SOCFIT: QUESTIONS AND ANSWERS
1 What is SOCFIT?
SOCFIT is reliability-focused design characterization platform that predicts quickly and accurately the failure rate (FIT) and various derating factors of ASIC and SoC .
2 Why should I use SOCFIT?
SOCFIT will provide architect designers with the overall reliability data (FIT/event rate) of the circuit and its internal features or blocks. Such analysis will help them understand their design and build a reliable design by identifying its points of weakness.
The reliability grading of a new circuit design before manufacturing is made possible by SOCFIT. The tool will generate detailed sensitivity data for every cell, bloc, hierarchical module from the circuit and overall FIT data. If the computed FIT values are within the specification, then the circuit doesn’t require any modification. If the sensitivity of the design is higher than allowed, a re-design of the circuit might be required. However, the optimization of the FIT values of the circuit will cost silicon overhead area and performances impact. SOCFIT-provided hierarchical sensitivity data provides the designer with the required information to do an educated choice of the most critical areas of the circuit to protect. Additionally, SOCFIT can help the designer implement optimization techniques. Changing cell instances with functionally-equivalent ones but with better FIT rate from the standard library is offered with the tool. This function comes with overhead cost vs. FIT optimization budget.

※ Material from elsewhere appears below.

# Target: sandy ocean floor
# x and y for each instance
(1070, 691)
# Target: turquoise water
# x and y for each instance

3 What are the formats of data used by SOCFIT? Are there any choice?
SOCFIT requires a circuit RTL or a gate-level netlist description and a Standard Delay Format (SDF) file for the timing information.
4 What are the connections between SOCFIT and fast prototyping tools? Please explain in a case.
The fast prototyping EDA platforms include all the tools (synthesis, place&routing, extraction) required to transform the original high-level (RTL, SystemC, etc) description of the circuit in a low-level representation (layout, gate-level netlist, etc), close to the final implementation. Because Soft Errors event and propagation are closely related to the actual physical structure of the circuit, SOCFIT requires a detailed understanding of the physical circuit. At the same time, working at a too deep level of detail is detrimental to the reliability analysis duration. Therefore the most appropriate representation of the circuit is a gate-level netlist completed with timing information. All prototyping platforms are generating such representation.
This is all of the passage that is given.